"George W. Lininger" (1834-1907), was an implement dealer, art collector, private gallery owner, and civic leader in Omaha, Nebraska. Many of the art works Lininger collected became the foundation of the permanent collection at the Joslyn Art Museum in Omaha.
George Washington Lininger was born on 14 December 1834 in Chambersburg, Franklin County, Pennsylvania, the son of David Lininger and Elizabeth Betz. His father was a tailor by trade, and later a school teacher and a miller. The family moved to Peru, LaSalle County, Illinois when Lininger was a boy. It was in Illinois that Lininger began selling agricultural implements, first as a retailer and later as a jobber. In 1868 Lininger relocated to Council Bluffs, Iowa and opened the first agricultural and vehicle jobbing operation on the Missouri River, under the name Shugart & Lininger.
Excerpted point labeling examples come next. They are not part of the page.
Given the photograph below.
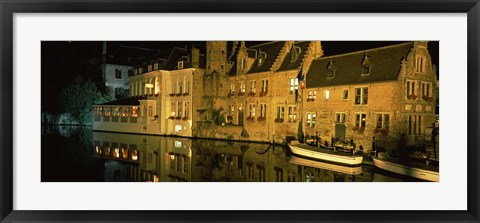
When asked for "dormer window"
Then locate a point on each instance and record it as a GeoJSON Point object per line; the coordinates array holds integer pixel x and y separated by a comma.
{"type": "Point", "coordinates": [295, 53]}
{"type": "Point", "coordinates": [365, 69]}
{"type": "Point", "coordinates": [365, 65]}
{"type": "Point", "coordinates": [330, 70]}
{"type": "Point", "coordinates": [180, 65]}
{"type": "Point", "coordinates": [262, 58]}
{"type": "Point", "coordinates": [419, 64]}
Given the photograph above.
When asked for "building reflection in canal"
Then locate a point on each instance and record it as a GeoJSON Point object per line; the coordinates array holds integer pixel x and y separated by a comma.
{"type": "Point", "coordinates": [130, 157]}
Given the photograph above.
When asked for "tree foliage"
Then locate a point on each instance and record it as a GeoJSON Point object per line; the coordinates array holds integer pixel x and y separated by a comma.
{"type": "Point", "coordinates": [78, 97]}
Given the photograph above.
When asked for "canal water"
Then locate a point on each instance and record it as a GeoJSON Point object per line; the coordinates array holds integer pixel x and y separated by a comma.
{"type": "Point", "coordinates": [78, 154]}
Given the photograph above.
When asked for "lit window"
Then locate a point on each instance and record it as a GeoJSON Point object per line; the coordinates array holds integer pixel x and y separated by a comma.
{"type": "Point", "coordinates": [252, 110]}
{"type": "Point", "coordinates": [360, 120]}
{"type": "Point", "coordinates": [118, 74]}
{"type": "Point", "coordinates": [180, 65]}
{"type": "Point", "coordinates": [361, 96]}
{"type": "Point", "coordinates": [293, 85]}
{"type": "Point", "coordinates": [345, 94]}
{"type": "Point", "coordinates": [414, 124]}
{"type": "Point", "coordinates": [419, 64]}
{"type": "Point", "coordinates": [383, 121]}
{"type": "Point", "coordinates": [340, 117]}
{"type": "Point", "coordinates": [411, 90]}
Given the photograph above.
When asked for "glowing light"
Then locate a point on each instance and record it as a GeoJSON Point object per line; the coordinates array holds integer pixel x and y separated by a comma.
{"type": "Point", "coordinates": [149, 85]}
{"type": "Point", "coordinates": [116, 153]}
{"type": "Point", "coordinates": [178, 144]}
{"type": "Point", "coordinates": [134, 155]}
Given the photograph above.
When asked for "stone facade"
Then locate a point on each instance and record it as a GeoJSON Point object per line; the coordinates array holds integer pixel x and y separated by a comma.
{"type": "Point", "coordinates": [389, 101]}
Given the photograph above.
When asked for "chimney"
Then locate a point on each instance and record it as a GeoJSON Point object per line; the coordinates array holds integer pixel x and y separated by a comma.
{"type": "Point", "coordinates": [195, 57]}
{"type": "Point", "coordinates": [104, 52]}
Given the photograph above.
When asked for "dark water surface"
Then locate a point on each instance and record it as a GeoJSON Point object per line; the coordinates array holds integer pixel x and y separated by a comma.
{"type": "Point", "coordinates": [78, 154]}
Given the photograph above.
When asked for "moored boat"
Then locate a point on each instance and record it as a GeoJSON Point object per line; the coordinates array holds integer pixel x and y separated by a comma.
{"type": "Point", "coordinates": [345, 158]}
{"type": "Point", "coordinates": [351, 170]}
{"type": "Point", "coordinates": [412, 169]}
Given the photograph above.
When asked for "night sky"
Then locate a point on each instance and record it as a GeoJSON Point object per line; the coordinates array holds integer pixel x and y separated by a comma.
{"type": "Point", "coordinates": [63, 60]}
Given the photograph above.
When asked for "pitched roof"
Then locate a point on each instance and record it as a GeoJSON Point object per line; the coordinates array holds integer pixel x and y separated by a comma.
{"type": "Point", "coordinates": [174, 57]}
{"type": "Point", "coordinates": [124, 101]}
{"type": "Point", "coordinates": [130, 55]}
{"type": "Point", "coordinates": [385, 64]}
{"type": "Point", "coordinates": [293, 61]}
{"type": "Point", "coordinates": [272, 49]}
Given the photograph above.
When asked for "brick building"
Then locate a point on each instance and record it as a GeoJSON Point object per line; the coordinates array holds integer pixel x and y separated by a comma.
{"type": "Point", "coordinates": [387, 94]}
{"type": "Point", "coordinates": [255, 88]}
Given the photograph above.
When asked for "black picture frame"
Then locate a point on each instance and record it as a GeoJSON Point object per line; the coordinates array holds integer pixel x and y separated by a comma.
{"type": "Point", "coordinates": [9, 7]}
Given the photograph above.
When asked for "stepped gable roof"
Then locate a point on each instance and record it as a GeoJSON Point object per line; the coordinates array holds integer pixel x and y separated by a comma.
{"type": "Point", "coordinates": [385, 64]}
{"type": "Point", "coordinates": [130, 55]}
{"type": "Point", "coordinates": [292, 59]}
{"type": "Point", "coordinates": [172, 60]}
{"type": "Point", "coordinates": [272, 49]}
{"type": "Point", "coordinates": [134, 101]}
{"type": "Point", "coordinates": [233, 70]}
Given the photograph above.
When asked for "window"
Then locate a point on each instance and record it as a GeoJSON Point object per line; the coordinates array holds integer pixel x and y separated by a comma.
{"type": "Point", "coordinates": [361, 96]}
{"type": "Point", "coordinates": [312, 94]}
{"type": "Point", "coordinates": [187, 87]}
{"type": "Point", "coordinates": [265, 86]}
{"type": "Point", "coordinates": [180, 65]}
{"type": "Point", "coordinates": [242, 64]}
{"type": "Point", "coordinates": [180, 87]}
{"type": "Point", "coordinates": [186, 162]}
{"type": "Point", "coordinates": [253, 86]}
{"type": "Point", "coordinates": [263, 110]}
{"type": "Point", "coordinates": [292, 113]}
{"type": "Point", "coordinates": [150, 111]}
{"type": "Point", "coordinates": [252, 110]}
{"type": "Point", "coordinates": [383, 121]}
{"type": "Point", "coordinates": [414, 124]}
{"type": "Point", "coordinates": [174, 87]}
{"type": "Point", "coordinates": [419, 64]}
{"type": "Point", "coordinates": [365, 65]}
{"type": "Point", "coordinates": [280, 113]}
{"type": "Point", "coordinates": [99, 111]}
{"type": "Point", "coordinates": [311, 119]}
{"type": "Point", "coordinates": [134, 111]}
{"type": "Point", "coordinates": [172, 162]}
{"type": "Point", "coordinates": [360, 120]}
{"type": "Point", "coordinates": [278, 174]}
{"type": "Point", "coordinates": [118, 74]}
{"type": "Point", "coordinates": [330, 70]}
{"type": "Point", "coordinates": [187, 109]}
{"type": "Point", "coordinates": [411, 90]}
{"type": "Point", "coordinates": [173, 109]}
{"type": "Point", "coordinates": [117, 92]}
{"type": "Point", "coordinates": [179, 162]}
{"type": "Point", "coordinates": [293, 85]}
{"type": "Point", "coordinates": [180, 109]}
{"type": "Point", "coordinates": [426, 89]}
{"type": "Point", "coordinates": [340, 117]}
{"type": "Point", "coordinates": [345, 94]}
{"type": "Point", "coordinates": [365, 69]}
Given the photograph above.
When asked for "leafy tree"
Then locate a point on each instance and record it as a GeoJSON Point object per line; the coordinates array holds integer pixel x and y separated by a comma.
{"type": "Point", "coordinates": [78, 97]}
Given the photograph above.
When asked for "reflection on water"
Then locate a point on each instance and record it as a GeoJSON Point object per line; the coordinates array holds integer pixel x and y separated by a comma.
{"type": "Point", "coordinates": [80, 154]}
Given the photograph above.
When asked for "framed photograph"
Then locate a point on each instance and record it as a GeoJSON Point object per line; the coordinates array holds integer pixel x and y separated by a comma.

Then in 1874 he moved his business across the river to Omaha. After arriving in Omaha, Lininger purchased a large brick Second Empire mansion at 18th and Davenport Streets. The house had been built in the late 1860s by George M. Mills. Omaha remained Lininger's home for the rest of his life.
Lininger's art collection had its beginnings with four paintings he bought from a street peddler in Council Bluffs, Iowa. This spur of the moment purchase inspired Lininger's lifelong hobby of art collecting. Of this purchase Lininger would later muse, "I then made up my mind that when I had money enough I'd fill my home with art."